Presentation will be broken down as follows: condensed overview of the X-Diff algorithm and how it contrasts with other approaches; xquery implementation; example usage; summary of pros and cons. This presentation will be example driven, tools orientated, focusing mainly on practical application.
Multi-layered content modelling to the rescue
Erik Siegel (Xatapult)
There are companies, for instance educational publishers, that have contents for a multitude of different products. These products share some content aspects but unfortunately also differ wildly in things like structure, metadata and mark-up. From an information modelling perspective, a different model would be required for each of them.

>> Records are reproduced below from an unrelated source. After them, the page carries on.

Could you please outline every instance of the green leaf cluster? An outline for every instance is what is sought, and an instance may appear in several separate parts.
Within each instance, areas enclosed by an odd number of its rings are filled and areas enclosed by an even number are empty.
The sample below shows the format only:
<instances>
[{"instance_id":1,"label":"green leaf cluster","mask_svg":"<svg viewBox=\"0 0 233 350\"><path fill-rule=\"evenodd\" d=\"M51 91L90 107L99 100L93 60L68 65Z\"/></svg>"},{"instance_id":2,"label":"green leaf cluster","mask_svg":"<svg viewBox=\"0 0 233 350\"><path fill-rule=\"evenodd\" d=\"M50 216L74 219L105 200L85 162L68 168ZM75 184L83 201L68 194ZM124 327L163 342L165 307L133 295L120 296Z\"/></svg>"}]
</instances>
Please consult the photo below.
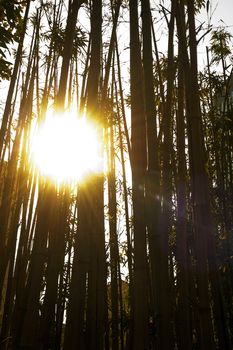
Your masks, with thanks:
<instances>
[{"instance_id":1,"label":"green leaf cluster","mask_svg":"<svg viewBox=\"0 0 233 350\"><path fill-rule=\"evenodd\" d=\"M22 10L25 2L0 0L0 80L9 79L11 62L7 59L10 45L19 41Z\"/></svg>"},{"instance_id":2,"label":"green leaf cluster","mask_svg":"<svg viewBox=\"0 0 233 350\"><path fill-rule=\"evenodd\" d=\"M231 55L232 34L224 28L214 30L210 40L210 50L212 53L212 63L219 63Z\"/></svg>"}]
</instances>

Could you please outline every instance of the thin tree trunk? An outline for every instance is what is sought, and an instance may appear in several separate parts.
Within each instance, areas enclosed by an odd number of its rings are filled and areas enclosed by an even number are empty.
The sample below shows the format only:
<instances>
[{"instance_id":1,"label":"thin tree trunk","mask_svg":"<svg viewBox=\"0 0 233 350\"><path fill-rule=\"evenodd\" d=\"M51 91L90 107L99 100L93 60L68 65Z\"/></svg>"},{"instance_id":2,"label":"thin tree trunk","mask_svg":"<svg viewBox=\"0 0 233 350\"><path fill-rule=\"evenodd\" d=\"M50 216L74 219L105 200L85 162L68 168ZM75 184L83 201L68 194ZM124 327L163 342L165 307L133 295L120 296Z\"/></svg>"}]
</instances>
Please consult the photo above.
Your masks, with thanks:
<instances>
[{"instance_id":1,"label":"thin tree trunk","mask_svg":"<svg viewBox=\"0 0 233 350\"><path fill-rule=\"evenodd\" d=\"M64 108L65 99L66 99L66 88L67 88L67 80L68 80L68 73L69 73L69 65L70 65L70 59L71 59L72 50L73 50L73 41L74 41L74 35L75 35L78 10L83 2L84 0L73 0L72 2L70 1L69 3L70 7L68 10L68 18L67 18L67 24L66 24L61 76L60 76L58 94L55 101L57 108L61 108L61 109Z\"/></svg>"},{"instance_id":2,"label":"thin tree trunk","mask_svg":"<svg viewBox=\"0 0 233 350\"><path fill-rule=\"evenodd\" d=\"M43 188L40 194L38 218L34 236L33 251L29 266L28 281L24 292L21 322L18 324L20 341L15 348L35 347L38 341L40 293L45 263L47 261L47 237L51 225L53 210L53 194L51 189Z\"/></svg>"},{"instance_id":3,"label":"thin tree trunk","mask_svg":"<svg viewBox=\"0 0 233 350\"><path fill-rule=\"evenodd\" d=\"M110 116L111 118L111 116ZM112 349L119 349L119 301L118 301L118 240L117 240L117 201L116 201L116 175L115 154L113 140L113 121L110 119L109 130L109 245L110 245L110 270L111 270L111 314L112 314Z\"/></svg>"},{"instance_id":4,"label":"thin tree trunk","mask_svg":"<svg viewBox=\"0 0 233 350\"><path fill-rule=\"evenodd\" d=\"M199 302L199 341L200 349L214 349L213 329L208 291L207 242L212 234L210 217L208 179L205 170L204 145L197 83L196 38L194 8L189 3L190 55L189 63L184 25L181 22L182 4L178 8L178 35L182 47L182 60L185 70L187 93L187 126L189 141L190 177L192 183L192 204L194 213L195 253L197 258L197 283ZM180 12L182 11L182 12ZM182 16L182 18L184 18Z\"/></svg>"},{"instance_id":5,"label":"thin tree trunk","mask_svg":"<svg viewBox=\"0 0 233 350\"><path fill-rule=\"evenodd\" d=\"M103 116L100 115L102 0L93 0L91 12L91 60L87 82L87 116L97 123L96 132L103 152ZM102 154L103 155L103 154ZM87 340L89 349L102 349L105 329L105 237L103 175L94 175L90 193L90 266L88 273Z\"/></svg>"},{"instance_id":6,"label":"thin tree trunk","mask_svg":"<svg viewBox=\"0 0 233 350\"><path fill-rule=\"evenodd\" d=\"M152 285L152 323L159 313L159 285L160 285L160 169L158 164L157 124L155 110L155 92L153 82L153 57L151 38L151 11L150 1L142 1L142 34L143 34L143 72L144 95L147 130L147 176L146 176L146 224L148 229L148 241L150 250L150 269ZM152 335L155 337L155 334Z\"/></svg>"},{"instance_id":7,"label":"thin tree trunk","mask_svg":"<svg viewBox=\"0 0 233 350\"><path fill-rule=\"evenodd\" d=\"M162 147L162 194L163 194L163 211L160 224L160 323L159 323L159 348L172 349L172 319L171 319L171 294L169 288L169 246L168 240L172 227L172 94L174 88L175 67L173 53L173 36L174 36L174 3L171 8L171 18L169 22L169 39L168 39L168 63L167 63L167 96L163 116L164 140ZM170 257L171 259L171 257Z\"/></svg>"},{"instance_id":8,"label":"thin tree trunk","mask_svg":"<svg viewBox=\"0 0 233 350\"><path fill-rule=\"evenodd\" d=\"M3 148L5 134L7 131L8 118L9 118L9 115L11 113L12 97L14 94L15 84L17 81L19 66L20 66L20 62L21 62L21 58L22 58L23 42L24 42L24 37L26 34L26 27L27 27L27 20L28 20L30 3L31 3L31 1L27 0L27 5L26 5L26 9L25 9L25 14L24 14L24 20L23 20L23 26L22 26L22 36L20 38L20 42L19 42L18 49L17 49L17 54L16 54L16 58L15 58L15 63L14 63L14 69L13 69L13 73L11 76L11 82L10 82L10 86L9 86L9 90L8 90L8 94L7 94L7 100L6 100L6 104L5 104L5 109L4 109L4 113L3 113L3 117L2 117L2 124L1 124L1 129L0 129L0 155L2 152L2 148Z\"/></svg>"},{"instance_id":9,"label":"thin tree trunk","mask_svg":"<svg viewBox=\"0 0 233 350\"><path fill-rule=\"evenodd\" d=\"M179 57L181 48L179 45ZM187 242L187 169L185 154L185 116L184 116L184 73L181 60L178 65L178 111L177 111L177 329L181 350L191 349L191 317L189 296L188 242Z\"/></svg>"},{"instance_id":10,"label":"thin tree trunk","mask_svg":"<svg viewBox=\"0 0 233 350\"><path fill-rule=\"evenodd\" d=\"M134 227L133 348L148 349L148 278L145 221L146 127L142 90L138 1L130 0L130 94Z\"/></svg>"},{"instance_id":11,"label":"thin tree trunk","mask_svg":"<svg viewBox=\"0 0 233 350\"><path fill-rule=\"evenodd\" d=\"M65 255L65 232L68 216L68 201L65 190L60 190L59 197L54 194L53 221L51 222L48 243L48 266L46 273L46 291L41 309L38 342L41 349L48 349L53 344L55 330L55 310L58 299L58 277L62 271Z\"/></svg>"}]
</instances>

Different models would mean different schemas, authoring tools configurations, publication and conversion streets, etc. A huge investment and hard to maintain.
A way to circumvent this is by introducing multi-layered content modelling:
1) You start off with a base content model that is flexible enough to cater for the needs of all the products. This could be a standard like Docbook or DITA.
2) On top of that you add a second layer of modelling to cater for the product differences. This layer must be able to describe and validate the product specific contents.
This talk will focus on what is needed and how such an extra content modelling layer could look like. Coming from an actual implementation of this idea, examples will be shown and do’s, dont’s and tips will be discussed.
» Read paper in proceedings
» slides
Combining graph and tree: writing SHAX, obtaining SHACL, XSD and more
Hans-Juergen Rennau (parsQube GmbH)
The Shapes Constraint Language (SHACL) is a data modeling language for describing and validating RDF data. This paper introduces SHAX, which is an XML syntax for SHACL. SHAX documents are easy to write and understand. They cannot only be translated into executable SHACL, but also into XSD describing XML data equivalent to the RDF data constrained by the SHACL model. Similarly, SHAX can be translated into JSON Schema describing a JSON representation of the data. SHAX may thus be viewed as an abstract data modeling language, which does not prescribe a concrete representation language (RDF, XML, JSON, …), but can be translated into concrete models validating concrete model instances.